DATASET USED: Sample dataset was sourced from kaggle.
TOOLS AND LIBRARIES: This project is made with Python and uses:
- NLTK for text preprocessing
- sci-kit learn for machine learning for ML models (Logistic regression, naive bayes)
- Pandas for data manipulation
- Seaborn and Matplotlib for data visualization (making confusion matrices)
Dataset had 2 useful columns with user reviews and another one with score for those reviews on a scale of 1 to 5, where:
- 1 = Very Negative
- 2 = Negative
- 3 = Neutral
- 4 = Positive
- 5 = Very Positive
Text Cleaning: Used NLTK for:
- Tokenization
- Stop word removal
- Lemmatization
Label Assignment:
Scores of 1 and 2 are labeled as negative
Scores of 4 and 5 are labeled as positive
Neutral Scores (3) are removed from the dataset
TF-IDF (Text-frequency inverse document frequency):
Used TfidfVectorizer to convert the cleaned text into numerical features suitable for machine learning models.
Limited the feature size to 6000 terms for efficient computation while preventing overfit.
- Initially implemented logistic regression
- Accuracy achieved: 87%
- Pros: Simple and easy to interpret, excellent for binary classification
- Cons: Assumes linear relation between features, and best useful when datasets are small- medium sized.

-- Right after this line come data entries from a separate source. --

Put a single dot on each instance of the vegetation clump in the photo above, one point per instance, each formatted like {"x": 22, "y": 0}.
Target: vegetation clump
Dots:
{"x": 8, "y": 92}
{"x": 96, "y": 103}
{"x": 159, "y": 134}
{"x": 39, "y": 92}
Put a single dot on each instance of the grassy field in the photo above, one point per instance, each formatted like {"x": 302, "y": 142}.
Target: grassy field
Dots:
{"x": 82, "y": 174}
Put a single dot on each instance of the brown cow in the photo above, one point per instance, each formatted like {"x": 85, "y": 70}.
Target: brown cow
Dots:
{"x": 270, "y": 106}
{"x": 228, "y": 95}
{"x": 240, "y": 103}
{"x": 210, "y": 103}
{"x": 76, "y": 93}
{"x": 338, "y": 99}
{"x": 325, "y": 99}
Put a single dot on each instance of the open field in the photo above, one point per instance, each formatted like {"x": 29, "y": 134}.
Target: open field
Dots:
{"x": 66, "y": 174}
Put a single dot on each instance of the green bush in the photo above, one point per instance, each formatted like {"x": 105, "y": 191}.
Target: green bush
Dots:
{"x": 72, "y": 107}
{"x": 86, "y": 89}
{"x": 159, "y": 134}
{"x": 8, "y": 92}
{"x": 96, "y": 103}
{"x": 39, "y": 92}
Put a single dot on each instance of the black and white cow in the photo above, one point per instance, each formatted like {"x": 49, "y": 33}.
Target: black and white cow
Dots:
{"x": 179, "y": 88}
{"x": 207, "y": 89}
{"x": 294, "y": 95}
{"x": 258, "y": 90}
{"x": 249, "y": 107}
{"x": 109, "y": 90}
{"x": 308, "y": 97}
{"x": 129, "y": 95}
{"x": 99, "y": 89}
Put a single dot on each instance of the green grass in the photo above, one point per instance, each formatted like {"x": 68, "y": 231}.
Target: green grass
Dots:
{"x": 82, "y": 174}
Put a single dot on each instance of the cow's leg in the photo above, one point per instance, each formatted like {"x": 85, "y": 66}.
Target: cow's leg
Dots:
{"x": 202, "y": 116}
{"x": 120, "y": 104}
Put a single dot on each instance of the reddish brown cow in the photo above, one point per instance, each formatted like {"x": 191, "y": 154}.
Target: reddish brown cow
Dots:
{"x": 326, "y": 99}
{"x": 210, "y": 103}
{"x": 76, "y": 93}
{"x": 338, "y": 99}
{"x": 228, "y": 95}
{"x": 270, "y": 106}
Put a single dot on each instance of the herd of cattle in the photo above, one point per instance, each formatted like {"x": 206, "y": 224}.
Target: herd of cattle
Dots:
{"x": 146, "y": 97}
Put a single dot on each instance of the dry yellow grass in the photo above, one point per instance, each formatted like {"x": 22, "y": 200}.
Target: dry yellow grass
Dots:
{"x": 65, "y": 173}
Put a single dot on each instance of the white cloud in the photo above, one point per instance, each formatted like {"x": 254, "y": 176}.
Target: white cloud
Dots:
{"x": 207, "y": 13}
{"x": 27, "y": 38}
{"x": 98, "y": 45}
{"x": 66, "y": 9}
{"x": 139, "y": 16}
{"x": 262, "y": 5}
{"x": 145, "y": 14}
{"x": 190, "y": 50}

- Decided to implement naive bayes to compare accuracy
- Achieved accuracy of 85%
- Pros: Simple and effective for text processing
- Cons: Assumes no interrelation between words, hence ‘naive’
Logistic Regression was the best-performing model with an accuracy of 87%. Naive Bayes came close but was slightly lower in performance.
Use advanced models and explore word embeddings.